Il plaça la longue vue sur son oeil et ajusta la focale jusqu'à avoir une vision nette du bateau. C'était un bâtiment taillé pour la guerre, solidement équipé en terme d'artillerie. En haut de son mat, Tenko ne put que remarquer le drapeau sur lequel était dessiné un poing rouge sur fond blanc. Le jeune homme s'autorisa un second regard pour vérifier ce qu'il venait d'apercevoir. Il dévala les marches et se précipita vers Jak Duron qui observait les plans qu'il avait réajusté en fonction des ambitions du gouvernement. Les soldats levèrent leur tête sur le passage de la jeune mouette qui n'avait jamais couru aussi vite de sa vie. Toute la base était maintenant intriguée parce qu'avait pu voir Tenko. Ce dernier posa ses mains sur la table de l'officier et lui annonça la nouvelle avant de lui faire une demande.
"Un navire de la révolution approche. Facilement deux cents hommes à bord du croiseur. Il fait cap sur notre position sans aucun doute. Il faut que vous appelliez le QG qu'ils détournent un navire pour nous porter assistance."

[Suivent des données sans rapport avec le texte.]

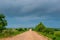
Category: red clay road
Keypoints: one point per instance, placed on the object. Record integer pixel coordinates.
(29, 35)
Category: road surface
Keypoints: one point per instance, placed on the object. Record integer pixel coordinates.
(29, 35)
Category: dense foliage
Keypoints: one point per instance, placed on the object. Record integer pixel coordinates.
(3, 22)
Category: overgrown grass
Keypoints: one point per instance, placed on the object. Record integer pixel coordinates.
(55, 36)
(10, 33)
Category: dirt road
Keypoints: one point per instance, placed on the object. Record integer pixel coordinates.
(29, 35)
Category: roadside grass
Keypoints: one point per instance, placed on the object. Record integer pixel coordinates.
(10, 33)
(55, 36)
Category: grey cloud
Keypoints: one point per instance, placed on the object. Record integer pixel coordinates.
(23, 8)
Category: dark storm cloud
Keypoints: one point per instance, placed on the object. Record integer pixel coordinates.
(24, 8)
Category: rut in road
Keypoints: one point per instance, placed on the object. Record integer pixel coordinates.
(29, 35)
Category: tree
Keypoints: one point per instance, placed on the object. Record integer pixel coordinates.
(3, 22)
(40, 27)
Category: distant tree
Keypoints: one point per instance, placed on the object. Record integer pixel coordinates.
(40, 27)
(3, 22)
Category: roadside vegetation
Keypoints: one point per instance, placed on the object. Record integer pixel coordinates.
(8, 32)
(53, 33)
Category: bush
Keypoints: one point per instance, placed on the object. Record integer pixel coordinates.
(57, 33)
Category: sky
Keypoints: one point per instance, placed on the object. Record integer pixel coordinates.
(29, 13)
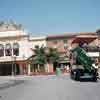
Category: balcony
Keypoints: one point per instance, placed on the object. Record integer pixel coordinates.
(92, 49)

Confus, ne sachant comment réagir, l'ingénieur ne s'était pas préparé à une telle éventualité. Son temps de réaction étant trop long, son subordonné se saisit de l'escargophone et appella directement le quartier général de West Blue. La tonalité commença à se faire entendre et une voix se fit entendre.
*Quartier général de West Blue. Veuille...*
Des grésillements furent les seuls bruits qu'il put entendre. La communication venait d'être brouillée par un escargophone blanc. Il raccrocha violement et jura.
"On est tout seul maintenant, et il va falloir s'occuper d'eux."